“O nosso amôr é uma realidade que veio sendo transformada – hoje atinge um nível nunca por mim sonhado, mas vamos continuar transformando. Sonho com êle numa fazenda coletiva – juro não ser ciumento e lutar junto contigo pela tua liberdade – e vou te amar mais intensamente, isto é possível, sinto que é. Nosso amôr não está isolado na realização de nós dois, nem nos milhares de filhos que teremos, êle nasceu e estará umbilicalmente ligado à Revolução e construção do Socialismo”.
As palavras acima foram escritas pelo próprio Carlos Lamarca, num diário que escreveu, durante seus últimos dias de vida, em fuga pelo sertão da Bahia. Na verdade, ele o escreveu para Iara Iavelberg, sua amante e companheira revolucionária.
Praticamente uma confissão assinada de que o ex-capitão do Exército lutava em nome da Revolução Socialista. Uma revolução que lutava sim contra os militares, mas não pela democracia e sim para se estabelecer no poder e fazer do Brasil um país comunista. Militares, aliás, que tomaram o poder, dando um contra-golpe no golpe contra o Estado Democrático Brasileiro que o senhor, então presidente da república, João Goulart, pretendia liderar no país, ajudado por várias organizações revolucionárias comunistas – todas elas financiadas, direta ou indiretamente, pela URSS.
A pergunta é: por que é que nós brasileiros temos que pagar indenização aos familiares de Lamarca por ele não ter se saído vitorioso em sua empreitada comunista?
O fato de este senhor ter sido considerado anistiado pela Comissão de Mortos e Desaparecidos e pelo Superior Tribunal de Justiça (STJ), fez com que a sua viúva oficial, Maria Pavan Lamarca, viesse a receber uma indenização de R$ 100 mil, já que a Comissão entendeu que Lamarca teria morrido sob a responsabilidade do Estado, e uma pensão relativa a de capitão, posição que ele ocupava antes de desertar do Exército. Em 2003, o ministro do Supremo Tribunal Federal(STF), Celso de Mello, negou recurso da Advocacia Geral da União contra a promoção pós-morte do capitão ao posto de tenente-coronel do Exército. Ele disse, à época, que, na fase em que estava o processo, não era possível o exame de provas que esclarecessem a controvérsia sobre a expulsão de Lamarca do Exército. Maria Pavan Lamarca passou a receber, então, uma pensão relativa ao soldo de tenente-coronel.

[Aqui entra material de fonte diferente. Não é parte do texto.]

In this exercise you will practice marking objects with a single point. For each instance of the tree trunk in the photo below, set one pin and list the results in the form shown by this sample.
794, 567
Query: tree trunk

Vamos aos fatos. Não há controvérsia nenhuma. Lamarca não foi expulso do Exército, ele desertou, por livre e espontânea vontade. Cometeu um crime. Aliás, ele deveria ter tido a hombridade de pedir baixa, já que não concordava com o posicionamento político e ideológico daquela instituição. Mas, o capitão preferiu continuar lá dentro, para fornecer armas e munições aos companheiros revolucionários comunistas. Quando decidiu partir definitivamente para a luta armada, furtou uma última e mais significativa quantidade de armas e de munições e, simplesmente, desertou.

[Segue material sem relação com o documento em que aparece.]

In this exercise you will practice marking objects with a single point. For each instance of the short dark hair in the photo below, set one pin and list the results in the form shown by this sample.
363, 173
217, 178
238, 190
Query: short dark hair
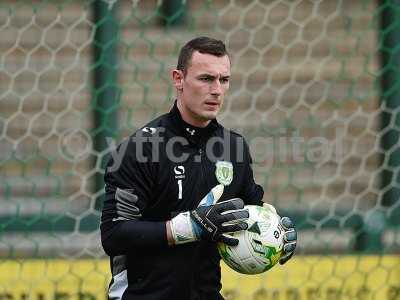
202, 44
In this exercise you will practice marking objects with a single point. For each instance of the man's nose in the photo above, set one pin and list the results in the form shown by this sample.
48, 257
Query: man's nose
216, 88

Lamarca também não morreu sob a responsabilidade do Estado. O ex-capitão, que muito provavelmente jamais se renderia, morreu ao ar livre, no sertão da Bahia, após reagir, ao ser surpreendido por tropa militar que pretendia capturá-lo. Aliás, Lamarca já havia, ele mesmo, e também ao ar livre, mandado matar um refém militar indefeso e desarmado que estava sob sua custódia. Um homem de combate prefere morrer combatendo e foi assim que Lamarca morreu. Já ao seu refém, Lamarca não deu a mesma chance.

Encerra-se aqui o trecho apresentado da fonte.